On 05/11/12 23:10, Julian Hall wrote:
> Just as an aside, I am hoping in February to start on an MSc in
> Computer Forensics.. hopefully if I'm successful I will be able to
> give input to the subject not limited to my personal knowledge and
> prior employment :)
>
> Julian
>

Best of luck, that should be a really fascinating course. Please don't
feel that you should (or anyone else, for that matter) not contribute
purely because you don't feel that you're not 'qualified' yet - your
personal knowledge and prior employment are just as valid a source of
information as any other experience the rest of us may have! Indeed,
it's the best source we each rely on. There are an awful lot of highly
qualified and decorated 'experts' out there who couldn't find their ass
with both hands and a flashlight (my military friend is an endless fount
of awesome slang).

Some of the most incisive and game-changing insights ever to drop in my
lap before have historically been from decidedly non-expert people who
have come into a situation with no pre-conceptions and their fresh
viewpoint immediately lit on exactly the issue I'd just skipped straight
over. I once spent several hours exhaustively analysing nmap and tcpdump
outputs because I was convinced I had - via a nagios alert - an
unauthorised IP accessing home network resources. Eventually my
(technically illiterate) friend volunteered that he'd left his linux PC
at home on whilst coming to visit for the weekend because he had a very
slow bittorrent transfer finishing, and might that be something to do
with it? I remembered at that point I'd hacked him up a cronjob to
re-establish an openvpn connection to me every 3 hours in case it
dropped, and because his landlord had just changed ISPs, the incoming IP
wasn't one I recognised. Of course, by this point, I'd wasted most of a
Friday evening's drinking time, trashed half of my network setup and
pulled out most of my hair.

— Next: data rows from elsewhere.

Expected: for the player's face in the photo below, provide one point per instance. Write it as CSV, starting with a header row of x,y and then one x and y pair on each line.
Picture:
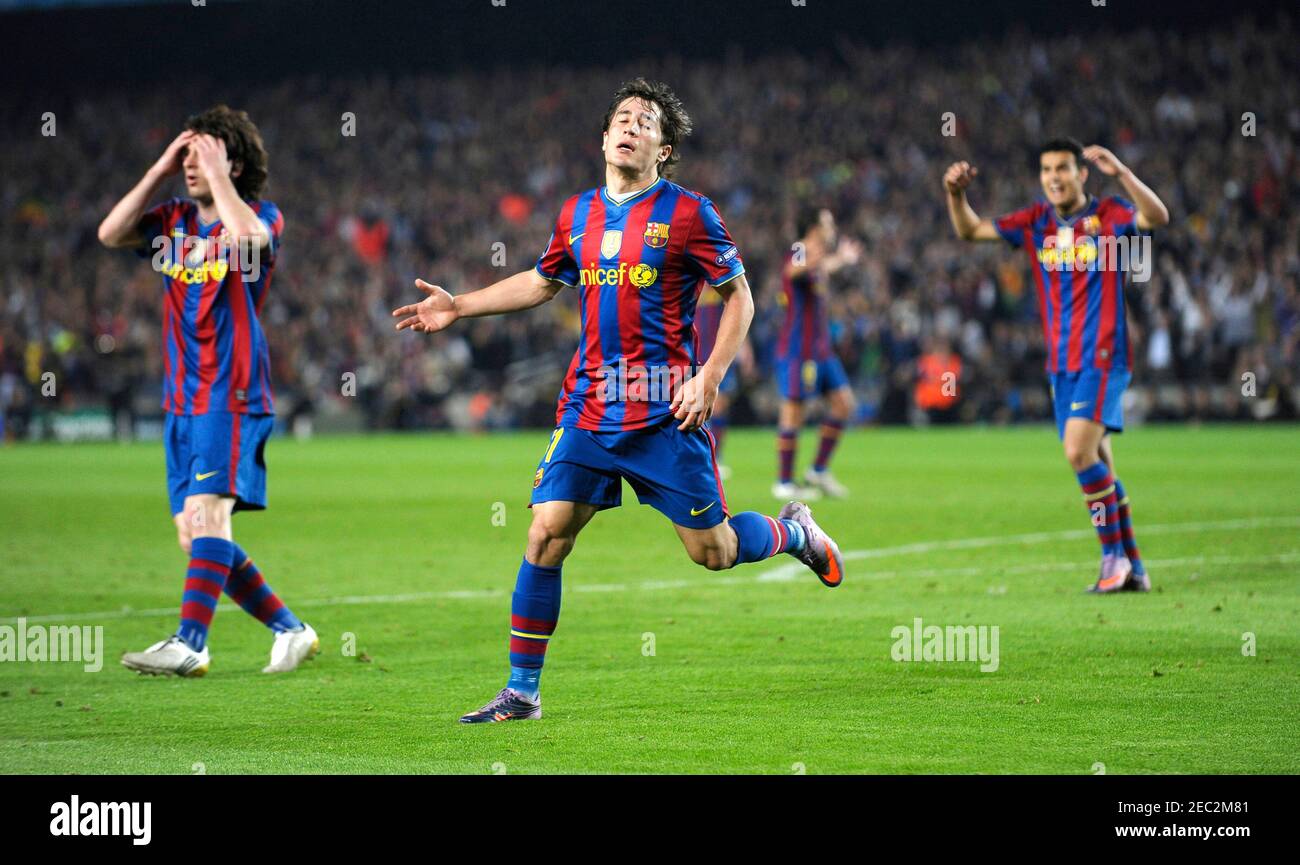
x,y
195,185
1062,178
635,139
827,228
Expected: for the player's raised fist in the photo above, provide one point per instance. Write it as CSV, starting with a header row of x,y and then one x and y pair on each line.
x,y
958,177
430,315
209,154
169,163
1105,161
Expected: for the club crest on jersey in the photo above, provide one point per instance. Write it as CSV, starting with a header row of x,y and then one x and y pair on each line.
x,y
611,242
657,234
642,275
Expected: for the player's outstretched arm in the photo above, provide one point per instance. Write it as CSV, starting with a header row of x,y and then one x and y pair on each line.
x,y
966,221
121,226
1151,211
524,290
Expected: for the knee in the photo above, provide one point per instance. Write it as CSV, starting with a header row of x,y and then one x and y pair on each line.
x,y
1079,457
546,545
713,556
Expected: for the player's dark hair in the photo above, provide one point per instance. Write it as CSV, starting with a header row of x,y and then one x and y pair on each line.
x,y
674,119
807,216
1064,145
243,145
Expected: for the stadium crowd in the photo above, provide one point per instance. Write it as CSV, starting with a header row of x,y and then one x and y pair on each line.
x,y
458,180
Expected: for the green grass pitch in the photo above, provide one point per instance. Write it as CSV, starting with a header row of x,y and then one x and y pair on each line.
x,y
754,670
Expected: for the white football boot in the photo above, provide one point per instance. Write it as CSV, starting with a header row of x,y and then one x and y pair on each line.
x,y
170,657
291,648
826,484
793,491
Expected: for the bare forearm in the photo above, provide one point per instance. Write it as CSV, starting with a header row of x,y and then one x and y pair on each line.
x,y
235,215
962,215
732,328
120,226
1149,207
524,290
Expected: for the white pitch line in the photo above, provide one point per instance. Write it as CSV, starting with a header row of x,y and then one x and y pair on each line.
x,y
791,571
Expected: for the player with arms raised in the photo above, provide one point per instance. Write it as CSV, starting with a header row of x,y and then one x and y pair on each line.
x,y
806,366
638,250
1071,239
216,251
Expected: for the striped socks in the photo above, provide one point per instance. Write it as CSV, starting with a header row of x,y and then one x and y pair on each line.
x,y
1126,530
533,612
762,537
209,566
787,440
1099,494
831,431
247,588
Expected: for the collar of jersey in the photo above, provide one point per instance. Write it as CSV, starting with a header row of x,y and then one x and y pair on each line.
x,y
1084,211
605,191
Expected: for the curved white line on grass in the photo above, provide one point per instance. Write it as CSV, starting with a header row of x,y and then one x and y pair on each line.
x,y
793,570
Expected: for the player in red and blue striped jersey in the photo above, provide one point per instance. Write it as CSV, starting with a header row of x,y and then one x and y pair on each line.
x,y
1082,250
636,401
216,251
709,318
806,366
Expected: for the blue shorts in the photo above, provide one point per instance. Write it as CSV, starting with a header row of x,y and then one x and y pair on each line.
x,y
807,379
220,453
672,471
1092,394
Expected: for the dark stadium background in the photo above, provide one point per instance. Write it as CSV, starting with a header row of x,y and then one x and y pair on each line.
x,y
476,121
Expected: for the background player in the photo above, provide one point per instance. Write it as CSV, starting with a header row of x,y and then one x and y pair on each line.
x,y
216,251
638,249
806,367
1082,303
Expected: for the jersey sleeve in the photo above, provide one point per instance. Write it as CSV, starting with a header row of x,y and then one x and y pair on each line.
x,y
1013,225
152,225
557,260
710,249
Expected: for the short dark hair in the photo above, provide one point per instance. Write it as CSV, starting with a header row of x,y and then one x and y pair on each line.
x,y
807,216
674,119
1064,145
243,145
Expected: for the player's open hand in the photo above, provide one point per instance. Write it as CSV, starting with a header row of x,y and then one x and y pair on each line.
x,y
693,403
958,177
209,152
1105,161
170,161
430,315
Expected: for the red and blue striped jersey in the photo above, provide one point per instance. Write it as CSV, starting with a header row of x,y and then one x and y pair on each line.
x,y
1080,281
709,316
806,329
638,267
215,355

Oops...*

This is purely a matter of curiosity, nothing else: Julian, your mails
tend to arrive out-of-sync with everyone else’s. Do you have your
machine set to a non-GMT timezone, or perhaps you are reading offline in
batch mode and then relaying through your own mailserver or something?
Just interested, nothing more.

Cheers


*I suspect I come across as very full of myself sometimes - trust me, I
have made a *lot* of mistakes, and done my best to learn from them. If
anyone is interested in more anecdotes from my personal Files of Fail, I
have, umm, probably an unlimited supply for you to laugh at. Most stupid
thing I have ever done? Well, when I was probably old enough to know
better, I failed to distinguish between a crashed debug session I had
backgrounded with 'bg' (i.e., job 1) with init (process 1). When I ran
"jobs" and saw zombied process 1, I 'fixed' it with "sudo kill -9 1"...
Obviously I nuked init instead of my job #1 and took down the entire
box. Which was a 32 socket Oracle DB server handling patient records for
Kings College Hospital in London, during business hours. The SPs (IBM
talk: service processors) freaked out and dropped the fibre channels to
the SAN, corrupting multiple target LUNs and requiring a 48 hour rebuild
and restore from tape backup, which we had to get from Iron Mountain on
courier delivery at god only knows what cost. The entire IT department
pulled all nighters for the weekend to fix that 'little' mistake (think:
horrific transaction backlogs for things like clinic planning). I still
occasionally send mental thanks to my old boss from that gig for not
actually just literally killing me on the spot. I gave her a bottle of
Ardbeg and was demoted to 1st line (windows) phone support for 6 weeks
to atone for that sin and I have NEVER issued "kill -9" without thinking
at least 3 times first ever since :)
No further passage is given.